As shown by genetic assays in Saccharomyces interspecies hybrids, the co-evolution of heterochromatin assembly proteins with silencer elements allows transcriptional silencing functions to be maintained in rapidly evolving regions of the genome.
Co-evolution of transcriptional regulatory proteins and their sites of action has been often hypothesized but rarely demonstrated. Here we provide experimental evidence of such co-evolution in yeast silent chromatin, a finding that emerged from studies of hybrids formed between two closely related Saccharomyces species. A unidirectional silencing incompatibility between S. cerevisiae and S. bayanus led to a key discovery: asymmetrical complementation of divergent orthologs of the silent chromatin component Sir4. In S. cerevisiae/ S. bayanus interspecies hybrids, ChIP-Seq analysis revealed a restriction against S. cerevisiae Sir4 associating with most S. bayanus silenced regions; in contrast, S. bayanus Sir4 associated with S. cerevisiae silenced loci to an even greater degree than did S. cerevisiae's own Sir4. Functional changes in silencer sequences paralleled changes in Sir4 sequence and a reduction in Sir1 family members in S. cerevisiae. Critically, species-specific silencing of the S. bayanus HMR locus could be reconstituted in S. cerevisiae by co-transfer of the S. bayanus Sir4 and Kos3 (the ancestral relative of Sir1) proteins. As Sir1/Kos3 and Sir4 bind conserved silencer-binding proteins, but not specific DNA sequences, these rapidly evolving proteins served to interpret differences in the two species' silencers presumably involving emergent features created by the regulatory proteins that bind sequences within silencers. The results presented here, and in particular the high resolution ChIP-Seq localization of the Sir4 protein, provided unanticipated insights into the mechanism of silent chromatin assembly in yeast.

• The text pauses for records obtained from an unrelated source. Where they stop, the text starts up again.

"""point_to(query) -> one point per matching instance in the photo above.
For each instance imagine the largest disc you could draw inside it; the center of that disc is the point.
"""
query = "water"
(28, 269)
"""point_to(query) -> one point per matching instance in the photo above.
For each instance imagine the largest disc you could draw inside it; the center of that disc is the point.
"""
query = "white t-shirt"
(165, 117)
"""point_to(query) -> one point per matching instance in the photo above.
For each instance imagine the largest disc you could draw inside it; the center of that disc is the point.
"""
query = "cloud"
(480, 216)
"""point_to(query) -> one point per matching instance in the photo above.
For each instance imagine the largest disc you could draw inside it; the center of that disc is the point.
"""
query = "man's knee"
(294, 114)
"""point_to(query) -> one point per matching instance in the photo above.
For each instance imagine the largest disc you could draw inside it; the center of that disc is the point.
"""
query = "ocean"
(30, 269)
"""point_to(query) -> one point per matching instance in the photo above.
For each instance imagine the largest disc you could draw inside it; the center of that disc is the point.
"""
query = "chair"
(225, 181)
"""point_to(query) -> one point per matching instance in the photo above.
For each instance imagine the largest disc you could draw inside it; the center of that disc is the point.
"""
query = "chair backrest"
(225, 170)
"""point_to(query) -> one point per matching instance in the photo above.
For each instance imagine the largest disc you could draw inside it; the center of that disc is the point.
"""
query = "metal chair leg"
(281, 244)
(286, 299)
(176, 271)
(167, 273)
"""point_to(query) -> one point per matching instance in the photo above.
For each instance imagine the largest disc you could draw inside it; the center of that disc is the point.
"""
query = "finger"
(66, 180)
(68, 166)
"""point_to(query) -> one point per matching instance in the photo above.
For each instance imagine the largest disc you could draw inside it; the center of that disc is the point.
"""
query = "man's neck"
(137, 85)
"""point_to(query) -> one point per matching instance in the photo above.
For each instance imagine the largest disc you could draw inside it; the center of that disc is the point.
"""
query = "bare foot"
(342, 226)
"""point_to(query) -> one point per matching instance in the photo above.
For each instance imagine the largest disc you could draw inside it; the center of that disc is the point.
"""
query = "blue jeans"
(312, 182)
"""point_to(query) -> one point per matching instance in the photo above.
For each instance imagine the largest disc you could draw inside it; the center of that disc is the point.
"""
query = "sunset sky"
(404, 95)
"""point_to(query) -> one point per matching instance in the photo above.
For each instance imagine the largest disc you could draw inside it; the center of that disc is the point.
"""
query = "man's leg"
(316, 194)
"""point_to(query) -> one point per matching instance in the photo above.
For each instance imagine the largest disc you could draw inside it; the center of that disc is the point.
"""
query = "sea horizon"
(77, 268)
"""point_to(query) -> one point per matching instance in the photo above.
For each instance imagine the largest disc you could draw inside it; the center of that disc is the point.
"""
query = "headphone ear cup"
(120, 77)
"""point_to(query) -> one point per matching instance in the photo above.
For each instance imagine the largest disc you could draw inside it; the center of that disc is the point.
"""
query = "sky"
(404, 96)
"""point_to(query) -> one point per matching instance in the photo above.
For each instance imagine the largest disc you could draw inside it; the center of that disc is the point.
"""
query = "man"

As eukaryotic species evolve, transcriptionally silent portions of their genomes—termed “heterochromatin”—mutate rapidly. To maintain the “off” state of certain genes in silenced regions, regulatory DNA sequences called silencers, which reside within a rapidly mutating region, must co-evolve with the regulatory proteins that bind these sequences to turn off transcription. Although hypothesized to occur widely in nature, such “molecular co-evolution” of genetic regulators has been demonstrated in only a few cases. Unlike previous examples of gene regulatory co-evolution, we found that the transcription factors that bind silencers in two budding yeast species are, in fact, functionally interchangeable, even though the silencers are not. Surprisingly, the Sir1 and Sir4 silencing proteins, which are heterochromatin components that bind the transcription factors rather than the silencer DNA sequences per se, are the proteins engaged in rapid co-evolution with the silencers. Silencer sequences therefore contain additional, evolutionarily labile information directing the assembly of heterochromatin. As mutations in Sir1 and Sir4 over evolutionary time can compensate for changes in the silencers, this “extra information” likely involves cooperative assembly of the transcription factors with the Sir1 and Sir4 “adaptor” proteins. The localization patterns of two species' Sir4 proteins across both species' genomes in interspecies yeast hybrids illuminate unexpected features of heterochromatin structure and assembly.